One useful approach to integrate this Revit API domain-specific data with a base LLM is RAG, retrieval-augmented generation.
So, for instance, I would like to prepare The Building Coder blog post sources for RAG, cf.:
Claude.ai Helped Chunk TBC Blog Posts
I asked Claude to chunk The Building Coder blog posts for LLM RAG with the following series of prompts:
- how would you suggest chunking this markdown-formatted blog post, splitting it up into separate documents delineated by the
####
h4
section headers? - that sounds good. how would you handle the same task automatically for 2046 blog posts?
- could you suggest how to code this in Python, please?
- actually, please improve the script as follows: split the input MD files into chunks using all headers as separators, and store the output in JSON files. each JSON should contain the following fields: original filename, header text, local header
href
, and chunk text. - the script you provided misses many of the section headers, because they have a href html tag directly joined to the markup header hash characters, like this:
####<a name="2"></a> Personalised Material Asset Properties
The script generated 696 json files, one for each blog posts from number 1351 to today's number 2046
The result looks perfect. I corrected nothing whatsoever, didn't even look at the code generated. All I did was type in the input and output folder paths.

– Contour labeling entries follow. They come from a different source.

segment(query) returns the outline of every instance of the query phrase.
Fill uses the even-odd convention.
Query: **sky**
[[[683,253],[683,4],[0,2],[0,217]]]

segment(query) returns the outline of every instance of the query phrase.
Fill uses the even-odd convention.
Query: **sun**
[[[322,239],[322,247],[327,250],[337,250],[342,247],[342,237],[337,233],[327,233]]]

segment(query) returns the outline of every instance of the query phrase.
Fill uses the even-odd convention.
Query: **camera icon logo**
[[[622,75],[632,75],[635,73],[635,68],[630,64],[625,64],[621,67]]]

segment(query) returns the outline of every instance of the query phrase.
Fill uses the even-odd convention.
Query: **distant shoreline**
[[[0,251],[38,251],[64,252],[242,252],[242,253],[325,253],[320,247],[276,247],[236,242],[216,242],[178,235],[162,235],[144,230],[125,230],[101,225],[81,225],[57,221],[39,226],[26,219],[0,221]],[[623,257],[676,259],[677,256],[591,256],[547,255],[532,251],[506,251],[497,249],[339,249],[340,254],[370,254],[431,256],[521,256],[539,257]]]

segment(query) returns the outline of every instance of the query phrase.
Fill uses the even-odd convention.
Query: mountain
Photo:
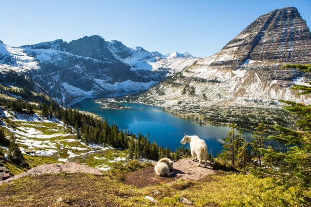
[[[17,48],[1,42],[0,71],[31,77],[59,103],[67,104],[82,97],[146,90],[196,60],[185,56],[165,59],[157,53],[98,35]]]
[[[219,52],[128,99],[204,117],[220,113],[223,119],[233,117],[232,110],[219,107],[267,108],[278,107],[279,99],[309,104],[309,95],[298,96],[291,86],[309,85],[311,74],[281,66],[309,64],[310,48],[310,31],[297,9],[276,9],[259,17]]]
[[[183,57],[194,57],[188,52],[184,53],[179,53],[178,52],[173,52],[163,56],[163,57],[168,59],[175,58],[183,58]]]

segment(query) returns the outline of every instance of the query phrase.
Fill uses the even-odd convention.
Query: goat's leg
[[[191,155],[192,155],[192,161],[195,160],[196,154],[193,150],[191,150]]]
[[[202,162],[202,155],[199,153],[198,154],[198,156],[199,157],[198,157],[198,159],[199,159],[199,164],[198,164],[198,166],[200,166],[200,165],[201,164],[201,162]]]
[[[205,162],[204,167],[205,168],[206,168],[206,165],[208,165],[208,155],[206,154],[206,153],[204,153],[203,156],[204,156],[204,161]]]

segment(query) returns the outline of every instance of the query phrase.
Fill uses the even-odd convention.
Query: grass
[[[154,195],[157,189],[160,194]],[[311,197],[299,188],[275,187],[269,178],[251,175],[225,174],[209,176],[200,181],[178,180],[144,188],[127,186],[107,175],[83,173],[24,177],[0,186],[0,205],[37,206],[182,206],[181,196],[195,206],[288,206],[299,205]],[[154,197],[156,203],[146,199]]]
[[[125,156],[126,154],[124,150],[108,149],[105,151],[98,151],[82,156],[74,157],[72,159],[72,161],[86,163],[88,166],[93,167],[103,165],[111,166],[113,163],[110,162],[109,160],[113,160],[116,157],[125,157]],[[102,158],[102,159],[96,159],[94,158],[95,157]]]

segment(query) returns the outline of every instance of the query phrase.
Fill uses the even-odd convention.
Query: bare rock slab
[[[42,165],[35,168],[31,168],[27,172],[20,173],[10,178],[3,182],[9,182],[12,180],[19,178],[26,175],[39,175],[43,174],[59,173],[66,172],[70,173],[81,172],[95,175],[101,175],[102,173],[97,169],[87,166],[76,163],[66,163],[65,164],[52,164]],[[0,182],[0,183],[1,182]]]

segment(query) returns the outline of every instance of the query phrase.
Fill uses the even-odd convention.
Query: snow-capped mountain
[[[20,47],[1,42],[0,72],[25,73],[59,103],[67,104],[84,97],[146,90],[196,60],[165,59],[158,53],[98,35]]]
[[[163,56],[163,58],[171,59],[176,58],[183,58],[183,57],[194,57],[188,52],[184,53],[179,53],[178,52],[173,52],[173,53],[169,53],[168,54]]]
[[[213,105],[266,107],[279,99],[310,104],[309,95],[298,96],[291,86],[310,85],[311,74],[281,68],[309,64],[311,34],[297,9],[275,10],[258,17],[220,52],[197,60],[135,100],[188,111],[199,109],[202,114]]]

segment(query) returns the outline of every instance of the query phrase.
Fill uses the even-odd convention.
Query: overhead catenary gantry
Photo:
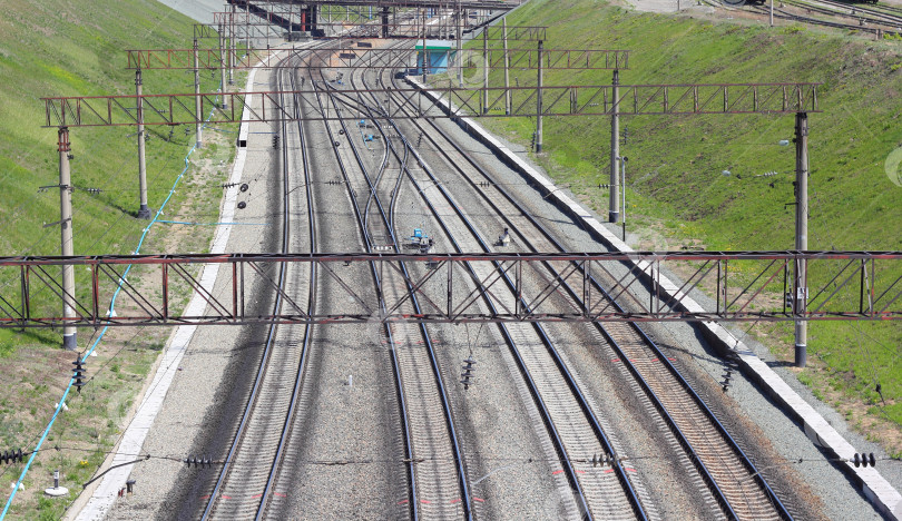
[[[249,69],[258,67],[272,69],[280,66],[286,57],[305,57],[297,61],[298,68],[311,69],[360,69],[360,68],[401,68],[411,63],[420,49],[414,48],[363,48],[353,46],[317,48],[274,48],[274,49],[145,49],[128,50],[128,69],[205,69],[218,70],[223,63],[232,60],[233,68]],[[195,52],[198,62],[195,63]],[[223,56],[223,53],[227,56]],[[488,67],[511,69],[536,69],[541,56],[546,70],[625,70],[629,68],[629,51],[610,49],[489,49],[470,50],[472,56],[488,57]],[[231,56],[228,56],[231,55]],[[461,59],[464,69],[483,69],[482,60]]]
[[[543,116],[609,116],[620,115],[710,115],[710,114],[807,114],[820,112],[817,87],[820,83],[705,83],[705,85],[634,85],[619,86],[615,97],[610,85],[604,86],[543,86],[490,87],[489,104],[483,106],[483,89],[435,87],[429,89],[435,99],[421,99],[418,87],[401,89],[336,89],[350,108],[324,112],[305,95],[316,89],[261,92],[208,92],[144,95],[140,97],[84,96],[41,98],[45,102],[45,127],[110,127],[136,126],[136,102],[143,104],[144,125],[196,125],[198,121],[264,122],[296,121],[298,119],[340,120],[359,119],[354,107],[357,94],[394,95],[403,99],[391,104],[381,115],[385,118],[459,118],[468,116],[504,117],[504,98],[510,95],[510,116],[535,116],[539,92],[546,97]],[[297,96],[304,114],[282,107],[280,97]],[[223,100],[222,98],[225,98]],[[195,101],[200,100],[198,111]],[[447,107],[447,102],[454,105]],[[223,106],[227,108],[223,108]],[[405,110],[415,109],[413,115]],[[364,110],[361,107],[361,110]],[[210,116],[212,114],[212,116]]]

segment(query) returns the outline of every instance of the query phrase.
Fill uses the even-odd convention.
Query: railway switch
[[[726,374],[724,375],[724,381],[720,385],[724,387],[724,392],[729,389],[729,381],[733,380],[733,368],[728,367]]]

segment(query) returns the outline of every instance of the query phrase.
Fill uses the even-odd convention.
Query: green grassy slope
[[[39,187],[59,183],[57,131],[41,128],[41,96],[134,94],[135,72],[125,69],[126,49],[190,48],[189,20],[154,0],[0,0],[0,256],[58,255],[59,191]],[[213,45],[214,42],[205,42]],[[202,43],[203,46],[204,43]],[[218,89],[218,75],[202,75],[204,91]],[[192,71],[144,73],[146,94],[188,92]],[[166,217],[210,222],[218,215],[225,169],[234,155],[225,146],[234,126],[205,134],[205,147],[192,156],[193,166],[166,207]],[[147,220],[137,219],[137,142],[134,128],[71,129],[72,184],[100,188],[76,190],[75,253],[128,254],[138,245]],[[149,204],[159,208],[185,167],[195,141],[194,127],[148,127]],[[204,166],[204,168],[199,168]],[[165,248],[206,249],[213,228],[155,225],[141,253]],[[133,273],[139,273],[139,269]],[[77,282],[84,273],[77,273]],[[0,288],[9,282],[0,278]],[[77,291],[85,292],[84,281]],[[1,291],[1,289],[0,289]],[[51,302],[45,292],[43,301]],[[184,292],[179,293],[184,299]],[[120,305],[128,304],[120,301]],[[59,306],[53,306],[57,309]],[[62,483],[77,494],[112,448],[134,396],[160,353],[168,330],[110,331],[88,360],[90,383],[70,394],[69,411],[60,415],[45,449],[26,479],[26,490],[12,504],[14,519],[59,519],[75,495],[43,498],[50,473],[59,469]],[[97,332],[79,331],[79,351]],[[35,446],[71,375],[71,353],[59,348],[59,332],[0,331],[0,448]],[[21,464],[6,465],[0,481],[16,481]],[[9,489],[3,494],[8,498]]]
[[[629,49],[621,83],[822,81],[823,114],[810,117],[812,249],[900,249],[902,186],[888,174],[888,156],[902,146],[902,47],[840,32],[798,27],[769,29],[744,22],[630,12],[592,0],[533,0],[509,24],[548,26],[547,49]],[[481,42],[473,47],[479,48]],[[500,46],[500,43],[499,43]],[[512,71],[535,85],[535,71]],[[502,81],[492,71],[492,83]],[[547,71],[546,85],[609,83],[609,71]],[[512,80],[513,81],[513,80]],[[630,226],[653,227],[671,249],[700,239],[708,249],[785,249],[793,246],[794,119],[767,116],[622,118],[629,129]],[[535,120],[493,120],[489,127],[529,142]],[[538,160],[559,183],[607,215],[610,124],[607,118],[549,118],[547,157]],[[732,176],[723,175],[732,171]],[[774,177],[753,176],[777,171]],[[742,178],[739,178],[742,177]],[[773,183],[773,187],[771,186]],[[637,218],[638,217],[638,218]],[[896,273],[902,269],[896,269]],[[784,360],[792,360],[790,325],[759,325]],[[813,367],[803,381],[862,427],[881,422],[902,451],[902,327],[813,324]],[[882,385],[885,406],[874,392]],[[870,414],[853,413],[864,404]],[[881,406],[878,406],[881,405]],[[854,406],[853,406],[854,405]],[[889,422],[888,422],[889,421]]]
[[[0,18],[0,255],[59,254],[57,131],[41,128],[41,96],[134,94],[125,49],[189,48],[193,21],[151,0],[2,1]],[[138,13],[139,16],[125,16]],[[203,89],[218,80],[203,75]],[[147,94],[193,90],[189,71],[146,71]],[[148,127],[147,178],[151,208],[159,207],[183,168],[194,128]],[[72,196],[75,252],[134,250],[146,222],[138,207],[134,129],[71,129],[72,184],[100,188]],[[0,333],[6,351],[20,342]]]

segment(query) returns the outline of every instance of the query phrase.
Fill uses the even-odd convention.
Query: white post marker
[[[53,486],[45,489],[43,493],[51,498],[60,498],[69,493],[69,489],[59,485],[59,469],[53,471]]]

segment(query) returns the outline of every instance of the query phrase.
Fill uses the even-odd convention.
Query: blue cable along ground
[[[222,86],[220,86],[220,88],[222,88]],[[213,110],[210,110],[210,115],[207,118],[207,121],[209,121],[209,119],[212,117],[213,117]],[[202,128],[207,128],[207,126],[204,125],[204,127],[202,127]],[[156,224],[156,223],[167,223],[165,220],[160,220],[159,216],[163,215],[163,208],[165,208],[166,205],[169,203],[169,199],[173,198],[173,194],[175,194],[175,189],[178,186],[178,183],[182,180],[182,178],[188,171],[188,168],[190,167],[190,164],[188,163],[188,159],[192,157],[192,154],[194,154],[194,150],[196,148],[197,148],[197,144],[195,142],[194,146],[192,146],[190,150],[188,150],[188,154],[185,156],[185,168],[182,170],[182,174],[179,174],[178,177],[176,177],[175,181],[173,183],[173,187],[169,188],[169,195],[166,196],[166,199],[160,205],[160,207],[157,210],[156,215],[154,215],[154,219],[150,220],[150,223],[147,225],[147,227],[144,228],[144,232],[141,233],[141,238],[138,240],[138,246],[135,248],[135,255],[140,254],[141,246],[144,245],[144,240],[145,240],[145,238],[147,238],[147,234],[150,232],[150,228],[154,226],[154,224]],[[192,224],[192,223],[179,223],[179,224]],[[214,224],[218,224],[218,223],[214,223]],[[229,224],[237,224],[237,223],[229,223]],[[128,267],[126,267],[126,271],[122,273],[122,276],[119,278],[119,284],[116,287],[116,292],[112,294],[112,299],[110,301],[110,304],[109,304],[109,313],[110,314],[112,314],[112,312],[114,312],[114,308],[116,306],[116,297],[119,296],[119,292],[122,288],[122,282],[128,276],[128,272],[131,271],[131,266],[133,265],[129,264]],[[97,345],[100,343],[101,340],[104,340],[104,335],[106,335],[107,330],[109,330],[109,326],[106,326],[100,331],[100,334],[97,336],[97,340],[94,342],[94,344],[91,344],[91,347],[85,353],[84,356],[81,356],[82,361],[86,360],[88,356],[90,356],[91,353],[94,353],[94,351],[97,348]],[[50,429],[53,426],[53,422],[57,421],[57,416],[59,416],[60,411],[62,411],[62,405],[66,403],[66,399],[69,396],[69,391],[72,390],[73,384],[75,384],[75,379],[69,379],[69,385],[67,385],[66,390],[62,392],[62,397],[60,399],[60,401],[57,404],[57,410],[53,411],[53,415],[50,417],[50,421],[47,423],[47,427],[43,430],[43,433],[41,434],[40,440],[38,440],[37,445],[35,445],[35,450],[31,451],[31,455],[28,458],[28,462],[26,463],[24,469],[22,469],[22,473],[19,475],[19,480],[16,482],[16,485],[12,489],[12,493],[9,494],[9,499],[7,500],[6,507],[3,507],[3,511],[0,512],[0,521],[6,519],[7,513],[9,512],[9,508],[12,505],[12,499],[16,497],[16,492],[19,491],[19,488],[21,486],[26,474],[28,474],[28,470],[31,468],[31,463],[35,461],[35,456],[38,455],[38,452],[40,452],[40,450],[41,450],[41,445],[43,445],[43,442],[47,440],[47,435],[50,434]]]

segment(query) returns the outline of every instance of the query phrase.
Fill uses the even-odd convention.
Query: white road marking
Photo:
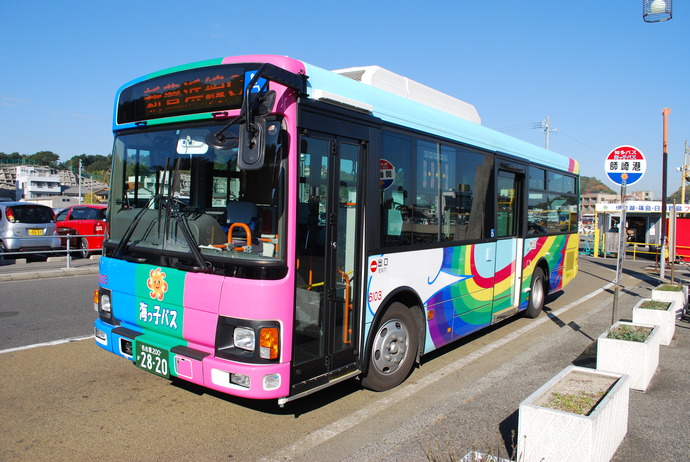
[[[31,350],[32,348],[40,348],[40,347],[44,347],[44,346],[55,346],[55,345],[61,345],[63,343],[78,342],[80,340],[89,340],[92,338],[93,338],[93,335],[89,335],[86,337],[63,338],[60,340],[53,340],[52,342],[35,343],[33,345],[26,345],[23,347],[8,348],[6,350],[0,350],[0,355],[3,353],[13,353],[15,351]]]
[[[453,374],[454,372],[462,369],[463,367],[467,366],[468,364],[472,363],[473,361],[476,361],[477,359],[481,358],[482,356],[491,353],[492,351],[501,348],[505,344],[517,339],[518,337],[525,335],[527,332],[536,329],[537,327],[541,326],[542,324],[546,322],[550,322],[553,317],[557,317],[560,314],[568,311],[569,309],[586,302],[592,297],[595,297],[599,295],[600,293],[610,289],[613,287],[615,284],[609,283],[605,285],[604,287],[601,287],[600,289],[595,290],[594,292],[585,295],[584,297],[579,298],[578,300],[575,300],[572,303],[569,303],[565,305],[564,307],[548,313],[547,316],[544,316],[542,318],[536,319],[534,322],[529,323],[528,325],[516,330],[510,335],[507,335],[500,340],[497,340],[489,345],[486,345],[483,348],[480,348],[479,350],[475,351],[474,353],[470,353],[467,356],[464,356],[463,358],[458,359],[454,363],[451,363],[442,369],[437,370],[436,372],[433,372],[426,377],[422,378],[421,380],[417,381],[416,383],[410,383],[409,385],[403,385],[400,387],[399,390],[395,391],[395,394],[392,394],[390,396],[387,396],[385,398],[382,398],[375,403],[368,405],[364,409],[360,409],[357,412],[354,412],[350,414],[347,417],[344,417],[340,420],[337,420],[333,422],[332,424],[322,428],[321,430],[315,431],[301,440],[298,440],[296,443],[283,448],[276,453],[274,453],[271,456],[264,457],[261,460],[263,462],[272,462],[272,461],[280,461],[280,460],[289,460],[289,459],[294,459],[298,458],[304,455],[304,453],[310,449],[315,448],[319,444],[328,441],[329,439],[338,436],[339,434],[343,433],[344,431],[354,427],[355,425],[358,425],[368,418],[372,417],[374,414],[377,414],[389,406],[392,406],[400,401],[402,401],[405,398],[408,398],[409,396],[419,392],[420,390],[428,387],[429,385],[432,385],[439,380],[441,380],[444,377],[447,377],[450,374]]]

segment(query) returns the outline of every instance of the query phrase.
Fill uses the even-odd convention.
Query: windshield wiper
[[[184,240],[186,241],[187,246],[189,247],[189,250],[192,253],[192,256],[194,257],[194,262],[196,265],[189,267],[184,266],[184,268],[202,272],[211,271],[210,263],[204,260],[204,257],[201,254],[201,251],[199,250],[199,244],[196,241],[196,239],[194,239],[194,236],[192,235],[192,232],[189,228],[189,224],[187,223],[186,212],[182,210],[187,206],[187,204],[182,202],[177,197],[173,196],[173,192],[177,187],[179,168],[180,159],[177,159],[177,161],[175,162],[175,167],[172,171],[170,171],[170,158],[167,158],[165,160],[165,168],[163,170],[164,180],[159,183],[156,194],[148,200],[146,206],[136,214],[132,222],[125,230],[122,239],[120,239],[120,242],[118,243],[117,247],[115,248],[115,252],[113,253],[114,258],[122,258],[125,248],[127,247],[127,244],[132,238],[132,235],[134,234],[134,231],[136,230],[137,226],[141,222],[142,217],[145,215],[146,211],[150,210],[151,204],[155,204],[158,209],[158,217],[157,219],[155,219],[155,222],[158,226],[158,236],[160,237],[161,235],[161,224],[163,224],[163,242],[168,242],[170,238],[171,225],[175,223],[175,225],[177,225],[177,228],[180,229],[180,231],[182,231],[182,236],[184,237]],[[168,179],[168,191],[167,194],[163,194],[163,185],[165,184],[166,177]],[[145,238],[145,236],[148,236],[148,234],[151,232],[153,224],[153,222],[149,224],[146,231],[144,232],[143,238]],[[183,267],[183,265],[178,266],[181,268]]]

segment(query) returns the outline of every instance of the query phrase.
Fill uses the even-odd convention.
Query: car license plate
[[[135,364],[137,367],[166,379],[170,378],[168,350],[141,342],[136,342],[136,345]]]

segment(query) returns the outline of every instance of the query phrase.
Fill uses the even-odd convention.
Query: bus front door
[[[364,144],[311,132],[300,140],[292,394],[355,374]]]

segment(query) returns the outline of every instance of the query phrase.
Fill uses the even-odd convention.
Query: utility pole
[[[685,140],[685,150],[683,151],[683,170],[682,170],[682,179],[681,179],[681,188],[680,188],[680,203],[685,205],[685,182],[687,181],[688,178],[688,154],[690,153],[688,151],[688,140]]]
[[[558,129],[556,128],[551,128],[551,118],[549,116],[546,116],[546,120],[542,120],[541,122],[532,124],[532,128],[544,130],[544,134],[546,135],[544,147],[546,149],[549,149],[549,133],[558,131]]]

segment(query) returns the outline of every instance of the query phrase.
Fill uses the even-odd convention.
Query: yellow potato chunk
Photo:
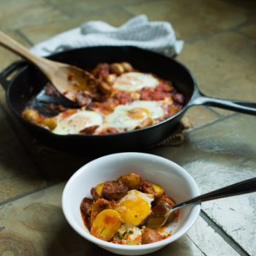
[[[104,80],[110,85],[112,86],[116,82],[116,80],[117,78],[116,74],[110,74],[108,75]]]
[[[147,116],[149,112],[147,109],[143,108],[132,108],[128,112],[128,115],[132,119],[141,119]]]
[[[42,124],[48,127],[51,131],[57,126],[56,121],[52,118],[45,118],[42,121]]]
[[[121,181],[125,187],[128,187],[128,190],[140,190],[141,177],[137,173],[122,175],[117,181]]]
[[[101,183],[100,184],[97,185],[95,187],[91,188],[91,195],[95,200],[103,198],[104,184],[105,183]]]
[[[27,109],[24,110],[23,117],[25,119],[32,123],[39,123],[41,119],[38,113],[34,109]]]
[[[121,226],[120,214],[114,210],[104,210],[96,217],[91,229],[92,236],[110,241]]]
[[[97,215],[104,210],[112,209],[110,203],[108,200],[101,198],[94,203],[91,214],[91,226],[92,226],[94,219]]]

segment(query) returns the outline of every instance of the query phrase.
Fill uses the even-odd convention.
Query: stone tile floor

The earlier blog posts until number 1350 were written in HTML, so they require a different script for chunking. I went on to ask how to process those using the following prompts:
- that worked very well, and the result looks good. i also have a collection of older blog posts that i wrote in html instead of markdown. could you please write a similar script to chunk up the html blog posts in a similar way to the same json format?
- that script worked fine for a few of the files, but then it produced the following error:
- UnicodeDecodeError: 'utf-8' codec can't decode byte 0xe9 in position 4049: invalid continuation byte`
- i'm afraid that made things worse. now it produces an error in the very first file, saying:
- File "/Users/jta/a/src/python/tbcchunk/tbcchunk3.py", line 34, in chunk_html:
for elem in soup.body.children
: AttributeError: 'NoneType' object has no attribute 'children'
- File "/Users/jta/a/src/python/tbcchunk/tbcchunk3.py", line 34, in chunk_html:
After that, all was well, all 2046 blog posts processed and chunked.
If you are interested in seeing the code produced by Claude and the blog post chunks generated, you can check it out in my tbcchunk GitHub repository.
Vacation
I am on vacation next week, on a bike tour (my first) in the Massiv Central in France.
So, you and the Revit API discussion forum will be left to your own devices for a while.